Mocrep — I Like My Friends REVIEW

Edward Henderson
3 min readJul 9, 2019

On ‘I Like My Friends’ by Mocrep

Chicago-based interdisciplinary music and performance collective Mocrep have spent the past few years positioning themselves at the forefront of international avant-garde composition. They have performed Jennifer Walshe’s Barbie opera XXX_LIVE_NUDE_GIRLS, run workshops in at the Darmstadt Summer Course for New Music and Stanford University and collaborated with European composers interested in the messy, physical side of composition: Marcela Lucatelli, Neo Hülcker and my own group Bastard Assignments. Now they’ve made a studio album, I Like My Friends, or more precisely, as intoned in the opening track GUITARCENTER, “an expression of fluid, multivalent dynamics, associations which intersect artistic, spiritual and practical planes. It is a monument. It stands for experiences that define Mocrep for its members.”

If we take their word for it, I Like My Friends is a straightforward manifestation of Mocrep’s personal relationships and collaborative working practices. A response to the cultural landscape they find themselves within. The album is a polystylistic mix of pointillistic improvisations, mellow jazz numbers, vapourwave electronica, country, metal, rap and spoken word. Each genre is meticulously realised and the whole album has a glossily commercial sheen.

Although the polystylism, improvisation and collaboration of I Like My Friends has precedent in John Zorn’s Naked City, Mocrep’s album is remarkable for its avoidance of avant-garde signifiers. The material is never abrasive or discordant or minimal; they aren’t interested in repetition, noise or field recordings, atonality or bland consonance. As each digestible, pleasing track goes past, the subtle provocation of I Like My Friends accumulates. What if New Music could be fun? What if it sounded exactly like pop music (surely the most relentlessly ‘new’ of all music)?

Is I Like My Friends as straightforward as all that though? All I Need seems initially to be a pitch perfect disco pastiche. But then Jenna Lyle’s vocal climbs giddily into a superhuman, coloratura-helium register (a vocal performance that has shades of the stratospheric Ariel in Thomas Adès’s The Tempest) and combined with the banally affirmative lyrics, “I’m awesome, I’m beautiful…you are my best friend,” the track is nudged towards irony.
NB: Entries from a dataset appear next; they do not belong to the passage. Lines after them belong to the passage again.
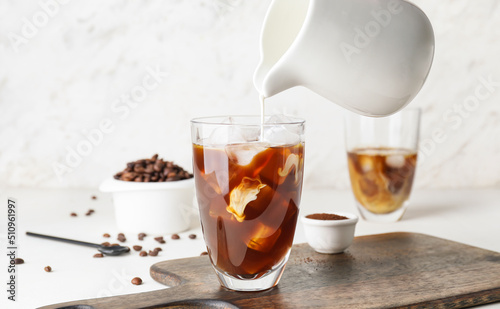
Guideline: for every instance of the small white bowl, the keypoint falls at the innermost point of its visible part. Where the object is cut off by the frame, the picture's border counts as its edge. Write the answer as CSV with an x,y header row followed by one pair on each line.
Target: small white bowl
x,y
330,236
151,207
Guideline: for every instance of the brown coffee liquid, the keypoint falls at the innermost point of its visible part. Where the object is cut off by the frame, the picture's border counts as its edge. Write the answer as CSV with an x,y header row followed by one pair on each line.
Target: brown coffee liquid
x,y
381,178
248,207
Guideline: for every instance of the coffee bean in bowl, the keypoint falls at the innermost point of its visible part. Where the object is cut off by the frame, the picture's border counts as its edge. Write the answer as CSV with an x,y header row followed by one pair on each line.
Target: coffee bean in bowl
x,y
329,233
152,196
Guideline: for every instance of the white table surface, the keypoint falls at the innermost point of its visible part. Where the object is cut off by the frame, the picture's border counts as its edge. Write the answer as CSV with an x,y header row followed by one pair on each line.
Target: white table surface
x,y
467,216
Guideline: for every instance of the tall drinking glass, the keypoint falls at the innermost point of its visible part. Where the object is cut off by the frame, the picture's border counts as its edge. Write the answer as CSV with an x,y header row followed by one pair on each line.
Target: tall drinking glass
x,y
248,184
382,157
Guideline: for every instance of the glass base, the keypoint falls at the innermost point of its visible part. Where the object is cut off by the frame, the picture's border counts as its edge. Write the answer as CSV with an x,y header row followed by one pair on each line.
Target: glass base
x,y
382,218
265,282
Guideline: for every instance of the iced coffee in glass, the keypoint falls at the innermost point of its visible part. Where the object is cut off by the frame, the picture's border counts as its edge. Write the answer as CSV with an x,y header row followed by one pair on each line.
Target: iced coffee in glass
x,y
382,159
248,179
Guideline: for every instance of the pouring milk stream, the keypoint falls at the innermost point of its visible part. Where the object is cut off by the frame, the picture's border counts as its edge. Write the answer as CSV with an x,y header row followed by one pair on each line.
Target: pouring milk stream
x,y
370,56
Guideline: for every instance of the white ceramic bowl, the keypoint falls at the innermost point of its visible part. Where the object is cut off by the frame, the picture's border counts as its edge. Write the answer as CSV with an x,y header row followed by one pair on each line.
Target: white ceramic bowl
x,y
151,207
330,236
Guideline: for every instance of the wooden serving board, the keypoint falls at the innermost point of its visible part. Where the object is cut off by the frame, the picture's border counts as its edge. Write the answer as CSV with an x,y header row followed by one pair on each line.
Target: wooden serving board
x,y
378,271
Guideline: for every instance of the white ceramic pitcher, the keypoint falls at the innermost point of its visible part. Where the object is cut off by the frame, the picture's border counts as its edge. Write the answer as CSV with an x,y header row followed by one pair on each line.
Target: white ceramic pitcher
x,y
369,56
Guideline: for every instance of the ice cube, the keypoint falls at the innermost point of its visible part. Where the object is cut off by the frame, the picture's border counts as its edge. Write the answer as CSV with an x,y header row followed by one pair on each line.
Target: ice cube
x,y
395,161
263,238
280,133
243,154
366,163
243,194
292,162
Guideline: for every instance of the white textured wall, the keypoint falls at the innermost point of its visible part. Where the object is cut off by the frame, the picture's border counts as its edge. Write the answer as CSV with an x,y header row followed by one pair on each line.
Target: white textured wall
x,y
71,74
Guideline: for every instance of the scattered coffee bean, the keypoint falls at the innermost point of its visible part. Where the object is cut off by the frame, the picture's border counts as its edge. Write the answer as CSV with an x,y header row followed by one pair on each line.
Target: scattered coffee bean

Similarly Intermezzo announces itself as a delicate chamber ensemble piece, like Britten ripping off Purcell with a Thom Yorke vocal floating over the top if Thom Yorke was a classically trained countertenor. But then there’s one too many tastefully unexpected harmony change, a gloriously over-egged false relation and finally a florid clarinet solo that pushes the track towards ludicrousness.

On the ballad David the transition from guitar accompaniment to organ to strings within the opening verses of the song has an almost subliminal absurdity. Mocrep frantically ticking off boxes associated with Bowie-esque/Britpoppy production choices. Nothing is wrong or unexpected; in fact there are too many generic signifiers, a subversive abundance of the predictable and the anticipated. The introduction features a stylistic note-bend on almost every note of the guitar line where you might expect one. Something similar happens in the anachronistic use of cadential trills in late Beethoven. Beethoven uses the trills to make a reference to Baroque style but rather than use them for emphasis at stylistically appropriate moments, fills pages of the late piano sonatas and string quartets with them, in the process, hollowing out their significance and meaning.

What is thrilling about I Like My Friends is that while Mocrep constantly flirt with and hint at irony, the album never tips over into becoming a joke; there’s no winking, sneery postmodern detachment. Mocrep look you straight in the eye and ask you to take every noodly synth solo, flute break, groovy 12-tone bass clarinet line and the title itself entirely seriously.

Postmodern composers treat popular and classical music cultures (and culture in general) as a horizontal plane of potential raw material. The composer surveys and interacts with the material they use from an elevated, detached vantage point. Postmodern music suggests that all culture is fundamentally the same, apart from the postmodern composition itself. Mocrep’s album recognises this non-hierarchical cultural landscape but they do not adopt this detached pose. They have climbed down from their high-art vantage point and are working at the level of the materials they use. I Like My Friends uses postmodern compositional strategies like pastiche but from a position of sincerity, honesty and respect towards its source material.